Adviser Investment Management, Inc., has hired James H. Lowell III ’83 of Massachusetts as chief investment strategist to oversee the company’s plan to invest in mutual funds offered by Fidelity Investments. Lowell was formerly editor of Fidelity Investor newsletter. His new employer is a money management firm that focuses on investing $175 million in assets in Vanguard Group mutual funds.

Aimee Levine ’85 has been appointed senior vice president of Global Marketing and Communications at Industry to Industry, Inc of Manhasset, NY. The company is a business-to-business Internet marketplace. In her new position, Levine will be responsible for developing an integrated marketing plan that will generate brand awareness and increase and maintain membership.

Gary Locke, governor of Washington State, has named Helen Howell ’84 as his new deputy chief of staff. Howell, formerly director of intergovernmental affairs for Governor Locke, will be the highest-ranking woman on the governor’s inner staff.

A Good Baby, a film written and directed by Katherine Dieckmann ’83, has been making the rounds of the independent film festival circuit. The film stars Henry Thomas and David Strathairn and is based on a novel by Leon Rooke. Diekmann is currently searching for a distributor for the film.

Robert Holtzman ’79 is cofounder of Moon Mountain Publishing, Inc., a new children’s book publisher based in Rhode Island. The company currently has two titles ready for production in 2000 — Hello Willow and Petronella — and will concentrate on publishing illustrated storybooks with positive themes.

Darra Goldstein ’73, chair of the German/Russian department at Williams College, is the new editor of Gastronomica: The Journal of Food and Culture, published quarterly by the University of California. It is the first scholarly journal to deal with food studies from a cultural perspective. Goldstein will also edit a new book series, California Studies in Food and Culture, published by the University of California Press.

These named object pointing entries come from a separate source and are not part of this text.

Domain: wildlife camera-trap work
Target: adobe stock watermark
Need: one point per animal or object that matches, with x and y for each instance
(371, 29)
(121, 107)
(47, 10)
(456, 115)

Marcia Peterson Sward ’61 has become the senior director of education programs at The National Environmental Education and Training Foundation (NEETF), a private, nonprofit organization in Washington, DC, established by Congress in 1990 as part of the National Environmental Education Act. The
organization’s mission is to assist American economic and societal progress through environmental learning. Formerly, Dr. Sward served as C.E.O. of the Mathematical Association of America.

NBC, Inc., has named Paula Williams Madison ’74 to the newly created position of vice president of diversity. In this post, Madison will be responsible for increasing diversity both on and off the air at the network. Madison is the vice president and news director at WNBC in New York.

Stage designer Beowulf Borritt ’93 had two shows up in New York City that received praise from the New York Times: Shyster and John Gabriel Borkman.

Steve Korn ’75 announced his retirement as vice chairman and chief operating officer of Turner Broadcasting’s CNN Newsgroup. Korn has been with the broadcasting giant since 1983.